We are confident that current procedures fulfil the GDPR and we do not operate any data profiling processes. We will regularly review our procedures to ensure they cover areas such as the deletion of personal data and will provide individuals with the data we hold on them, if requested, in electronic and paper format.
SUBJECT ACCESS REQUESTS
We acknowledge that individuals have a right to seek access to information held with us or if they think there is a problem with the way we are handling their data. We will comply with any such request within the new statutory one month period. However, we can refuse or charge for requests that are manifestly unfounded or excessive.
Individuals will have the right to have their personal data deleted when they believe it is being held without a practical or lawful basis. If we refuse a request, we must tell the individual why and that they have the right to complain to the ICO and to seek a judicial remedy. We must do this, at the latest, within one month.
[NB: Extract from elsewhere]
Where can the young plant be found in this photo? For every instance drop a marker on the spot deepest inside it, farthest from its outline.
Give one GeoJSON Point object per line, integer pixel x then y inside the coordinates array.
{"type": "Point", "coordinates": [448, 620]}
There is a requirement to obtain parental or guardian consent for any data processing activity. This is unlikely to affect Dentures Direct.
DATA PRIVACY IMPACT ASSESSMENT (DPIA)
Dentures Direct ‘Data Protection Impact Assessments will be carried out if a new technology is being deployed; or if there
is any change of data held. While this is unlikely to directly affect Dentures Direct, we will work with whoever necessary to ensure that awareness of this is included in any future development programmes.
BREACHES OF DATA
Should we become aware of any personal data breach, we will notify those patients as rapidly as possible, notifying the ICO if a breach is likely to result in discrimination, damage to reputation, financial loss, loss of confidentiality or any other significant economic or social disadvantage to those concerned.